NPR Claim: "...one member of CAMERA's board of advisors, the
Rev. Robert Drinan, a former member of Congress and outspoken supporter of
Israel, resigned from the CAMERA board after learning of the unfounded attacks
CAMERA: During the fall of 1991, and before undertaking its study,
CAMERA wrote to the Vice President and to the President of NPR repeatedly asking
for information and for the opportunity to meet to present concerns about the
network's Middle East coverage. Instead of responding to CAMERA, NPR contacted
Rev. Robert Drinan, a nominal member of CAMERA's advisory board. Apparently
wishing to avoid the fray between CAMERA and NPR, Drinan resigned from CAMERA's
board. Unfortunately, NPR's action resembled that of many large corporations
under public fire, choosing the route of intimidation and muscle-flexing,
instead of direct response to documented criticism.
On the subject of resignations the network may prefer that the public forget
the NPR Board member who resigned in 1990 charging the corporation with
unethical journalism. According to the Columbia Journalism Review, Richard
Salant, a former president of CBS News and Board member of NPR, "was
uncomfortable with the fact that nearly one third of NPR's $14 million news
budget comes from some thirty grants awarded by companies and foundations which
routinely restrict the use of the money for programming in certain areas. What
this means...is that NPR, ever hungry for a buck, would tend to cover the areas
supported by grant funds rather than those judged important by purely
journalistic standards." Salant charged that, "It's a bad idea because
news judgments should be made autonomously, strictly on the basis of news
values, and not on whether you get money to cover some things but not others."

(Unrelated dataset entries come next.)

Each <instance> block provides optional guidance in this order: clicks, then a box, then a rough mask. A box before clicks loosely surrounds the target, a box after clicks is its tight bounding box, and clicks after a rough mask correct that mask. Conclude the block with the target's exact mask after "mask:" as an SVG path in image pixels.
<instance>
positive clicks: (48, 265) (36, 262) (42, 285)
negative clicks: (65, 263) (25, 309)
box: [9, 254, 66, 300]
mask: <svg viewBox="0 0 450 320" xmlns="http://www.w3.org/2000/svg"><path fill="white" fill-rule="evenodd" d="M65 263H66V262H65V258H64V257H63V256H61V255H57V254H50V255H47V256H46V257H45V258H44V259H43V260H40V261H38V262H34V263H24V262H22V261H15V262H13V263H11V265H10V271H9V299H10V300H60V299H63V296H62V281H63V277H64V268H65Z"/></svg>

When NPR refused to reassess the policy of accepting money with news
restrictions attached, Salant resigned.
NPR Claim: "I ask you, again, in the interest of fairness, to
print this response in its entirety. But, in the final analysis, we make our
case for the quality of our journalism in our daily programs, where we make an
extraordinary effort to be fair, balanced and impartial while presenting a wide
spectrum of news, opinions and voices on issues of vital interest to our
CAMERA: As John Dinges knew at the time of writing his rebuttal,
CAMERA had already agreed, in a letter faxed to the network on November 3, 1992,
to print, as NPR requested, a thousand-word rebuttal in the CAMERA Media Report
which is sent to the 20,000 members of the organization. CAMERA asked in return
for a similar opportunity to address its concerns to NPR's constituents, the
fourteen and a half million weekly listeners to whom the network's reporters
have regularly broadcast a seriously skewed version of the Middle East. NPR has
yet to respond to this proposal. As it has from the outset, the network admits
to no flaw whatever in its coverage, is indignant at public criticism, and
thinks it is entitled to argue its case to CAMERA members while refusing to
grant CAMERA an equal chance to make its case to NPR listeners.